Pioneering conservation project launched to boost Wales' dwindling oyster population

The project is the first of its kind in Wales Credit: Natural Resources Wales

A conservation project has started to boost the number of native oysters found on the Welsh coastline.

Once widely found in our seas, the population has dwindled over the last century because of over-exploitation and changes in water quality.

Oysters are a vitally important species to the marine ecosystem. They filter and clean water providing essential habitats for fish, crustaceans and other species.

They also play an important role in helping fight climate change by locking away carbon.

25,000 juvenile oysters have been released in Milford Haven Credit: Natural Resources Wales

Working with a team of marine scientists and agriculture experts, National Resources Wales have introduced young oysters and shell material in a series of historic oyster grounds.

So far, the team have introduced 25,000 juvenile oysters into the estuary near Milford Haven.
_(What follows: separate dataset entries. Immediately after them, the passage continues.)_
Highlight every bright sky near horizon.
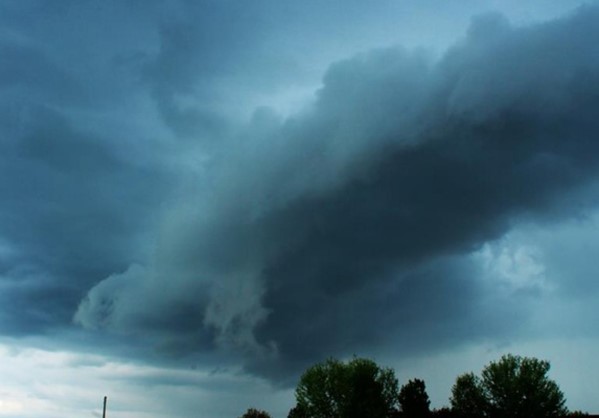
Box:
[0,0,599,418]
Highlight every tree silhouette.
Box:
[294,358,398,418]
[398,379,430,418]
[240,408,270,418]
[451,354,568,418]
They will be closely monitored to check they are thriving and reproducing.

Thousands of oysters have so far been released Credit: Natural Resources Wales

The project is one of the first of its kind in Wales which Project Manager Ben Wray hopes will be a success.

He said: “Restoring native oysters and associated habitat in Wales is extremely important. It improves the condition of the surrounding area and it is great for the wider environment which benefits people too. We are very hopeful that the project will be a success – the native oyster is a threatened and declining species. And it’s a main priority for biodiversity restoration in Wales.

“We are using current and former oyster habitats in the Milford Haven waterway to test if it is possible to introduce native oysters to boost the population. So far, we have introduced around 25,000 juvenile oysters in the estuary and we will monitor how they progress. If the project is successful, oysters could be introduced on a larger scale and across additional sites”.